Freed ‘Hotel Rwanda’ Hero Rusesabagina Arrives in US

The man who inspired the film “Hotel Rwanda” and was freed by Rwanda last week from a terrorism sentence returned Wednesday to the United States, where he will reunite with his family after being held for more than two years.

Paul Rusesabagina’s arrival back in the United States was announced Wednesday by White House national security adviser Jake Sullivan, who wrote in a tweet that “we’re glad to have him back on U.S. soil.”

White House National Security Council spokesman John Kirby told journalists on Monday that Rusesabagina was in Doha, Qatar, and would be returning to the U.S.

Rusesabagina’s plane touched down in Houston in the afternoon and the 68-year-old was to travel next to a military hospital in San Antonio, according to a person familiar with the matter who spoke on condition of anonymity to discuss internal planning. The person said Rusesabagina was on the ground and in a car heading to reunite with his family.

“We’re glad to have him back on U.S. soil & reunited with his family & friends who’ve long waited for this day to come,” Sullivan wrote. “I’m grateful to those we worked closely with in the Rwandan Government to make this possible.”

Rusesabagina, a U.S. legal resident and Belgian citizen, was credited with sheltering more than 1,000 ethnic Tutsis at the hotel he managed during Rwanda’s 1994 genocide, in which over 800,000 Tutsis and Hutus who tried to protect them were killed. He received the U.S. Presidential Medal of Freedom for his efforts.

Vanished in Dubai

Rusesabagina disappeared in 2020 during a visit to Dubai in the United Arab Emirates and appeared days later in Rwanda in handcuffs. His family alleged he was kidnapped and taken to Rwanda against his will to stand trial.

In 2021, he was sentenced to 25 years in prison after being convicted in Rwanda on eight charges, including membership in a terrorist group, murder and abduction, following the widely criticized trial.

Last week, Rwanda’s government commuted his sentence after diplomatic intervention on his behalf by the United States.

Rusesabagina had been accused of supporting the armed wing of his opposition political platform, the Rwandan Movement for Democratic Change. The armed group claimed some responsibility for attacks in 2018 and 2019 in southern Rwanda in which nine Rwandans died.
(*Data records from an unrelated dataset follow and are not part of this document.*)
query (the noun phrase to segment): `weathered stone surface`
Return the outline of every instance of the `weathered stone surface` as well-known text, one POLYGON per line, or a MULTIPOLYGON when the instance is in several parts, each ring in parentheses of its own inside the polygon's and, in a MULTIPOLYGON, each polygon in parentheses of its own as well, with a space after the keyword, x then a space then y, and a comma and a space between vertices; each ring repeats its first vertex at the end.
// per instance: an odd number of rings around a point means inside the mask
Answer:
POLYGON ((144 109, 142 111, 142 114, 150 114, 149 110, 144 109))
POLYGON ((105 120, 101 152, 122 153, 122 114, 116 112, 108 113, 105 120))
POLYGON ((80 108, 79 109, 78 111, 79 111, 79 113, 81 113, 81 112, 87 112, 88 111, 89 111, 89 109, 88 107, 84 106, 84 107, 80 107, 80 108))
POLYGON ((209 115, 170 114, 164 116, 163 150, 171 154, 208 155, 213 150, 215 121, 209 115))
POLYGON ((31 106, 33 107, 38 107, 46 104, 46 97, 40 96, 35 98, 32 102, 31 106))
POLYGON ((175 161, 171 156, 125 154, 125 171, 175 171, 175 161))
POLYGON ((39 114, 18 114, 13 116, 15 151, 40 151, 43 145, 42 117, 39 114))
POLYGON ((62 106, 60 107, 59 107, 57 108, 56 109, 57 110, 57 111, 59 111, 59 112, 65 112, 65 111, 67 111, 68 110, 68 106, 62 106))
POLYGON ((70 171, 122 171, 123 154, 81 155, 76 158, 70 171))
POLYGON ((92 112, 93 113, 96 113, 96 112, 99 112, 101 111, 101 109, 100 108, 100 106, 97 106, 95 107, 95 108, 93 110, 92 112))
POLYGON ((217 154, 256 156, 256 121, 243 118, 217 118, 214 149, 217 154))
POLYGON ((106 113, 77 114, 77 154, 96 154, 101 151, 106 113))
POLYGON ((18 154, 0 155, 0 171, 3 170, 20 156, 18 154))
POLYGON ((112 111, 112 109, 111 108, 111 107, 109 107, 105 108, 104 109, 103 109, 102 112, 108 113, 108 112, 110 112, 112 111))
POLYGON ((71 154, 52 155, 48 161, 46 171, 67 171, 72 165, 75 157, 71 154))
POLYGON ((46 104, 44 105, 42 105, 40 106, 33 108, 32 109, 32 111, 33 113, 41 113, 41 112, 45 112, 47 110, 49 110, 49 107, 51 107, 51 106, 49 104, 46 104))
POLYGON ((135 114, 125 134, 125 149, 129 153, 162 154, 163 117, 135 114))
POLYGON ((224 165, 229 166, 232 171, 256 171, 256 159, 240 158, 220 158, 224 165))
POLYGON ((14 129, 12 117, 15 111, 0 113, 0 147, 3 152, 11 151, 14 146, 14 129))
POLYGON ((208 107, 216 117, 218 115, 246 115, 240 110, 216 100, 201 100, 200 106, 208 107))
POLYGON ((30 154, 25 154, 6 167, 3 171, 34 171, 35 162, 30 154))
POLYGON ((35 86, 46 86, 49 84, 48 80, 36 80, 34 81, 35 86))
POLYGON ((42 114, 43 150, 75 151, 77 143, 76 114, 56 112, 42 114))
Rusesabagina testified at trial that he helped to form the armed group to assist refugees but said he never supported violence — and sought to distance himself from its deadly attacks.

Rusesabagina has asserted that his arrest was in response to his criticism of longtime President Paul Kagame over alleged human rights abuses. Kagame’s government has repeatedly denied targeting dissenting voices with arrests and extrajudicial killings.

Rusesabagina became a public critic of Kagame and left Rwanda in 1996, first living in Belgium and then the U.S.

His arrest was a source of friction with the U.S. and others at a time when Rwanda’s government has also been under pressure over tensions with neighboring Congo and Britain’s plan to deport asylum-seekers to the small east African nation.

Rights activists and others had been urging Rwandan authorities to free him, saying his health was failing.

In October, the ailing Rusesabagina signed a letter to Kagame that was posted on the justice ministry’s website, saying that if he was granted pardon and released to live in the U.S., he would hold no personal or political ambitions and “I will leave questions regarding Rwandan politics behind me.”

Last year, U.S. Secretary of State Antony Blinken met with Kagame in Rwanda and discussed the case.

Kirby, the White House National Security Council spokesman, had said Sullivan personally engaged in the case, “really doing the final heavy lifting to get Paul released and to get him on his way home.”